Source: Representation of Women in Bollywood
The “love interest” existing just to enable the Hero’s journey
Hero, heroine, and action! Typical ingredients for a blockbuster movie. Does it come with a plot/storyline? Definitely yes. Is the plot based on the hero’s quest for freedom, stardom, success, or self-actualization, or is the hero the savior, leader, underdog, or even a social pariah? Mostly yes. What do we find the women in such movies doing? Aiding the lead’s character development, as the female lead or the so-called love interest helps the hero fulfill his purpose, more often than not women in Bollywood find themselves tied down in such roles and characters.
Awaited with bated breath was Brahmāstra: Part One – Shiva, the newest, hottest release on the block, while we were stricken with the grandeur of the fantasy genre, special effects, the mythological structure, I was confounded with the same old trope of a hero on a mission with his side kicks being replaced by the heroine only to assist his evolution.
Watching Brahmāstra reminded me of all the movies I have noticed this trend in, Shamshera, Liger, Jaysebhai Jordaar, Kabir Singh, Tamasha, Rockstar, and Tiger Zinda Hai, to name a few. No one remembers the female leads of such movies for their meaty roles or well-developed personalities, but they have a special place in item numbers, love songs, and credits. BRAHMĀSTRA movie REVIEW | Sucharita Tyagi
I was first introduced to the word ‘love interest’ through celebrity interviews and when I stumbled upon AIB’s parody video, The Bollywood Diva Song got me thinking that any Bollywood masala movie or for that matter an attempted serious genre as well had women portrayed as one of the three archetypes; the ‘i will change him’ heroine, the Poo bani Parvati narrative, the objectified sex symbol, there may exist many versions of these, the essence of an unchanging perspective is unwavering. These second-in-lead roles seem interchangeable, and nobody would bat an eye for the sole reason that it doesn’t require a specific skill set but only a conventionally beautiful female form. We can’t imagine Rockstar without Ranbir or Dabangg without Salman but the same cannot be said about the women in these films.
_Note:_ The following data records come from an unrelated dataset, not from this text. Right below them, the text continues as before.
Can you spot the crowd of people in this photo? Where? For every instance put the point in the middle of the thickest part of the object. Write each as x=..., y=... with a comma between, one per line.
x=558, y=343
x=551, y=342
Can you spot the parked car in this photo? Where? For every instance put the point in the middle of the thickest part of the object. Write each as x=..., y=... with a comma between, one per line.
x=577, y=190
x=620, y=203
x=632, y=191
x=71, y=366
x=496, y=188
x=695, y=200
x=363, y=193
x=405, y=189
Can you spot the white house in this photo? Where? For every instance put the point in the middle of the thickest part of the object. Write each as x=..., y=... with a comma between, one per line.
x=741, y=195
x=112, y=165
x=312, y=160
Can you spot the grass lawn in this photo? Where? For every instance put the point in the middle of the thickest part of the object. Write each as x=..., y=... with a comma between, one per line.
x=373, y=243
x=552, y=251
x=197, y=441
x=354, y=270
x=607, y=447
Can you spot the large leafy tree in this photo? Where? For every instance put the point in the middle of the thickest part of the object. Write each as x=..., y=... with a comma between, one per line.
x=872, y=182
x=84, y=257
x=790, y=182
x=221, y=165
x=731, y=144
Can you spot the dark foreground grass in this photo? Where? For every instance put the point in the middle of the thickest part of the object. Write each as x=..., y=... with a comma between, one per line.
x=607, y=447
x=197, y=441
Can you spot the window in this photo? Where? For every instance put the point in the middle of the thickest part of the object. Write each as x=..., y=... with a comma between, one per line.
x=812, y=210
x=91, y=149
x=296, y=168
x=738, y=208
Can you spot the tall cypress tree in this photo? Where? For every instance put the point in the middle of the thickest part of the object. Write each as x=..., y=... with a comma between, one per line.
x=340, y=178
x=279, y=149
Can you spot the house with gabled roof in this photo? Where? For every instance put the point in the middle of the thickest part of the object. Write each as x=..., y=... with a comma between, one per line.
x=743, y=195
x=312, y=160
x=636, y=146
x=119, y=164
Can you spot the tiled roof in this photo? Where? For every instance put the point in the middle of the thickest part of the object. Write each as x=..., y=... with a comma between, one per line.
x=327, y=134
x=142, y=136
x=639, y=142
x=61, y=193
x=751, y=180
Source: misogyny-and-erotic-pleasure-in-bollywoods-item-numbers
Bollywood fails the Bechdel test
While one could argue the need to establish only the main character of lets say a Dabangg, a Main tera hero, a Roy, since the story is about that one specific male hero, it doesn’t dissuade the fact that the heroine is reduced to being his love interest, despite being the reason he picks up a fight or goes out to change the order of things if at all, she lacks any autonomy; in some movies, her universe revolves around him and the only screen time female leads get is spent obsessing over him. And this phenomenon is so prevalent that it can be detected using the Bechdel test, devised by American cartoonist Alison Bechdel, it has been used to measure the female representation in Hollywood movies. How? It has three elementary criteria; one, a film has to have at least two female characters in it, two, at some point they talk to each other, and three, they talk about something other than men, and not many Bollywood movies sail through. Although it isn’t a very accurate test, it does enough to reel your eyes away from the action and steer it towards the missing narrative. Hindi cinema and the Bechdel test
Any type of art is a reflection of society, while all genres of movies exist in the cinematic metaverse, movies, where the second-in-lead has no agency of her own, seem to stay relevant and widely accepted. We are all products of a patriarchal society and we unintentionally mirror that in our craft; a woman’s identity tethered to a man, her hero, her knight in shining armor, is a fallacy we are slowly trying to unlearn and our movies have started to reflect that. A different genre of women-centric movies exists in Bollywood, it might not have entered the 100 crore club yet, but it sure has made a mark. Female directors have taken center stage to deliver a sensitized, relatable, more nuanced worldview ( Raazi by Meghna Gulzar, Dear Zindagi by Gauri Shinde, A Death In The Gunj by Konkona Sen Sharma, Lipstick Under My Burkha by Alankrita Shrivastava).
Source: women-centric movies
Every time I return having watched a movie where the female perspective is MIA (read missing in agency), I fondly replace it with Sucharita Tyagi’s women telling women stories’ dance and I am patient for yet another day of angst-ing it out.